As Laszlo got back in the van, I could see Rick and Feather watching him—and me—with narrowed eyes.

Enter…
RACHEL TURNER

I was in Spanish class, conjugating, when Trudi leaned over and whispered, “Harold Schwartzbaum.”

Now, Spanish is not my best subject, but I knew
Harold Schwartzbaum
was not the verb
to dance
. “What about him?”

“He’s the one who’s been doing all those things to the play,” she murmured urgently.

I was skeptical. “How do you figure that?”

“On the day of the big pepper bomb, Wendy Pappas saw him sneeze in class.”

I laughed. “Harold Schwartzbaum is allergic to everything. I’ve never seen him when he didn’t have a Kleenex attached to his face.”

“Not only that,” Trudi went on, “but when he heard about ‘
Old Shep, Dead Mutt
,’ Wendy says he laughed.”

“Wendy should find herself a better hobby than spying on Harold Schwartzbaum,” I shot back. “Half the school laughed.
You
laughed.”

“Yeah, but I know I didn’t do it,” she reasoned.

“Look,” I cut her off. “Everybody knows who’s doing it. It’s your precious Wallace Wallace.”

Trudi looked at me like I had just accused the Easter Bunny of armed robbery. She folded her arms in defiance. “Then how come Wallace is trying to find out who’s doing it?”

“Why? Because Parker Schmidt says he’s an undercover agent?” I exclaimed. “That guy thinks
Star Wars
is a documentary! If you believe the
Standard
, you’re a chump!”


You’re
the chump!” she snapped. “Wallace isn’t against the play! He’s helping the play!”

“Wallace is weird,” I retorted. I personally had no problem picturing him pretending to work on the play every afternoon, and sneaking into school the next morning to torpedo it. (And it wasn’t because he was a complex character. He was just plain rotten.)

But for the good of the drama club, I kept quiet about Wallace. It wasn’t easy, but I acted just as thrilled as everybody else to have Laszlo Tamas on a moped. The serious actress in me appreciated that our cast was so pumped up; my common sense told me that our new opening scene was bizarre with a capital B.

But when you’ve been friends with someone since third grade, it’s hard to shake them. So it was automatic for me to plunk my tray down next to Trudi at lunch that day. I was already well established on the bench before I realized who else was sitting at the table. It was my (dis)honor to be dining with Wallace Wallace.

“Oh, it’s you,” we both chorused. I was still a little embarrassed around him after my meltdown.

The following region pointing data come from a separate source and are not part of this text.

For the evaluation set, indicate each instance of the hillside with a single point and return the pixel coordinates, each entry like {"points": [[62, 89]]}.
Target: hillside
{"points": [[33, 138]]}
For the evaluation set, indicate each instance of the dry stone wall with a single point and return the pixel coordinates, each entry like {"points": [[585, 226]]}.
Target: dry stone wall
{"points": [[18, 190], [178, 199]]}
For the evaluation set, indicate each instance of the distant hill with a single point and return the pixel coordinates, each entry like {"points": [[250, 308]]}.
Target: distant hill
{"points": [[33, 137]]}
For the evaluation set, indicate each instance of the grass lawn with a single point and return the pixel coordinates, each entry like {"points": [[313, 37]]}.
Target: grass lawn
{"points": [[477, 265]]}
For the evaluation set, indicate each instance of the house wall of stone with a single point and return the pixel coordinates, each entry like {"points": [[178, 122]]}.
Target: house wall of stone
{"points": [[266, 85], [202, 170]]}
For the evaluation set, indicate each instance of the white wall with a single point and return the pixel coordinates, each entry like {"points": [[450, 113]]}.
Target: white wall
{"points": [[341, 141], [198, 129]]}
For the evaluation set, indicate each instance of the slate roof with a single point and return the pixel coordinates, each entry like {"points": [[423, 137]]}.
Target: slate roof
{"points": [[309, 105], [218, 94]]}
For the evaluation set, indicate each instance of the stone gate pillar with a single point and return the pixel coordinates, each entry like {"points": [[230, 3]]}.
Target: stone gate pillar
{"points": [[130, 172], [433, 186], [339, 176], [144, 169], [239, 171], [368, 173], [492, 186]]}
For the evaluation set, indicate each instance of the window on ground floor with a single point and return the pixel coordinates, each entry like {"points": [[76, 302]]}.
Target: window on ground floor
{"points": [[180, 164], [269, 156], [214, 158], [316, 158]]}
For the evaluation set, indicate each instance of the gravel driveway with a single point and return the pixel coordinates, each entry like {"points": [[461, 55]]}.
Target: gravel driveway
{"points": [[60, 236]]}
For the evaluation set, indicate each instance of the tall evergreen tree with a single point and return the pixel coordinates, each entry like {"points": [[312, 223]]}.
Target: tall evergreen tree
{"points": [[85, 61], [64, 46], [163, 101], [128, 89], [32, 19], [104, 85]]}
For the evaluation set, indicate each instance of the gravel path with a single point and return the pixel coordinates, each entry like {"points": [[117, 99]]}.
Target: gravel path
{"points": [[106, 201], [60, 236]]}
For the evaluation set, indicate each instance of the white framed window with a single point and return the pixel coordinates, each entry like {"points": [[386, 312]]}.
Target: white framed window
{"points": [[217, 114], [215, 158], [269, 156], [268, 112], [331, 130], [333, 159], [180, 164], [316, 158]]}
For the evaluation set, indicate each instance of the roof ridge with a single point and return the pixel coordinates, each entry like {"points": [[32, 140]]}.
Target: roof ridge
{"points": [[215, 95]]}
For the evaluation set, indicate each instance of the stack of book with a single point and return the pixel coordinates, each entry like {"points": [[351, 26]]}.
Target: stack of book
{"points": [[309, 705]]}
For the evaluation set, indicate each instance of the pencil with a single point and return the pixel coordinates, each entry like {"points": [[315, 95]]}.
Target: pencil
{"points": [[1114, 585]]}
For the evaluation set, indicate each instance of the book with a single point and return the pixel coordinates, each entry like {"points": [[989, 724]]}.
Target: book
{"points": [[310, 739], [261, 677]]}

“Laszlo’s the greatest,” raved Trudi, exercising her world-renowned sucking-up muscle. “I’m going to teach him a new cool English word every day. Today’s is MTV.”

Wallace raised an eyebrow. “What’s tomorrow’s—HBO?”

So help me, I was just about to say the same thing. But coming from him, it sounded rude and insulting.

“Don’t laugh with your mouth full,” I mumbled at Trudi, who was yukking it up like a hyena. To her, whatever Wallace said was witty and perfect.

There was a thump as Rory Piper, a pint-sized seventh grader, vaulted the bench, landing expertly in the seat opposite Wallace.

“Nice shot,” Wallace commented.

“You should see it on Rollerblades.” Rory grinned.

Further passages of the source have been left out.